Şimdi yukarıdaki haberi yeniden okuyalım. 6 Eylül'de bir tesis saldırıya uğradı. Ama ABD, üç yeni
hedefin daha tespit edildiğini açıklıyor. Bu yeni bir saldırı gerekçesinin bulunduğunu gösteriyor. Tam da Türkiye'nin iki ülkeyi aynı masada oturmaya zorladığı bir dönemde. Katar'da yapılan Lübnan anlaşması ve ardından Cumhurbaşkanı'nın seçilebilmesi, krizin bir anlamda önlenmesi Washington'da pek hoş karşılanmadı. Hizbullah'ın pozisyonunu güçlendiren bu süreç, ABD'nin Lübnan hesaplarını bozdu. Tabii Suriye hesaplarını da. Hatta ABD ile İsrail arasında belirgin fikir ayrılıkları olduğu iddiaları bile var. Hem Katar'da hem de
İstanbul sürecinde çok önemli bir rol üslenen Türkiye, diğer bölgesel aktörlerle bir inisiyatif geliştirmeye çalışıyor.
İran'a saldırı tehditleri devam ed
erken, Lübnan projesi ve Suriye'ye saldırı hevesleri gizlenmiyor. Bu durumda, ABD'nin "üç nükleer hedef" açıklaması bütün barış girişimlerini boşa çıkaracak saldırının önünü açabilir. Bu yüzden, Türkiye'nin girişimleri savaşın önlenmesi yolunda dev adımlar olarak anılmalı.
Belki de yeni bir 6 Eylül senaryosu son anda önlendi. Türkiye öne çıkmasaydı, ABD ve
İngiltere dışında iki ülke daha bu yönde bir girişim başlatacaktı. Türkiye erken davrandı ve başarılı da oldu.
Hamas'ın İsrail'le pazarlıklarını Hizbullah yürütecek. İran ve Suriye, İsrail görüşmesine rağmen stratejik ilişkilerin devam edeceğini açıkladı. İsrail'de Ehud Olmert'in istifası isteniyor. Lübnan sakinleşti ve bunu bölgesel güçler sağladı.
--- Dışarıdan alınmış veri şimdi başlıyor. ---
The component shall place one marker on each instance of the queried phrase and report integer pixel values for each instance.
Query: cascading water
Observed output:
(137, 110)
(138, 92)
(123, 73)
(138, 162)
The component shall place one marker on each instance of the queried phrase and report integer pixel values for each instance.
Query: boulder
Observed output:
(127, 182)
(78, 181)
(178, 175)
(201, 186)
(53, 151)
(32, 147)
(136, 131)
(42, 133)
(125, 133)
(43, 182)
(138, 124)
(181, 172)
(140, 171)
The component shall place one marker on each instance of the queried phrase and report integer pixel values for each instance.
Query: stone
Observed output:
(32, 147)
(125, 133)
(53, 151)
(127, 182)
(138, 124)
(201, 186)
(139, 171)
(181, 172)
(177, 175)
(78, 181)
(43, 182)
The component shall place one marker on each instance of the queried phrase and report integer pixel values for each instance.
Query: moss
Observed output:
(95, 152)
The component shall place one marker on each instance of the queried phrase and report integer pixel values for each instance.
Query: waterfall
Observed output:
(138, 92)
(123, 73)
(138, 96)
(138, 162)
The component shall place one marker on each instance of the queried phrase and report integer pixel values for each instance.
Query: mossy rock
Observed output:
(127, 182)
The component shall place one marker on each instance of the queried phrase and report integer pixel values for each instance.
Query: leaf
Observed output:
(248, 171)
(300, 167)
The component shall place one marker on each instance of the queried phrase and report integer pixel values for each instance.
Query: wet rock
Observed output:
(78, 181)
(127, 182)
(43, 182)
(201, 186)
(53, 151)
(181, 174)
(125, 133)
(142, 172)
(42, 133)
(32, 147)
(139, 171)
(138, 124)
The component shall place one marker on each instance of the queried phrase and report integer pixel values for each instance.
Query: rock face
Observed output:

İşte o bölgesel güçler, özellikle Türkiye, Lübnan'ı iç savaşa veya işgale sürüklenmekten kurtardıkları gibi şimdi de Suriye'ye yönelik bir saldırı planını önlemeye çalışıyor.
ABD/
İsrail saldırısı Lübnan'da önlendi. Şimdi Suriye'ye saldırı girişimi önleniyor. Eğer bu süreç olmasaydı, ABD'nin yönlendirmesiyle İsrail'in Suriye'deki bu "hedefler"e 6 Eylül'de olduğu gibi bir saldırı yapması muhtemel olacaktı. Türkiye ve bölgesel dinamikler, ABD'ye rağmen önemli adımlar atabiliyor artık.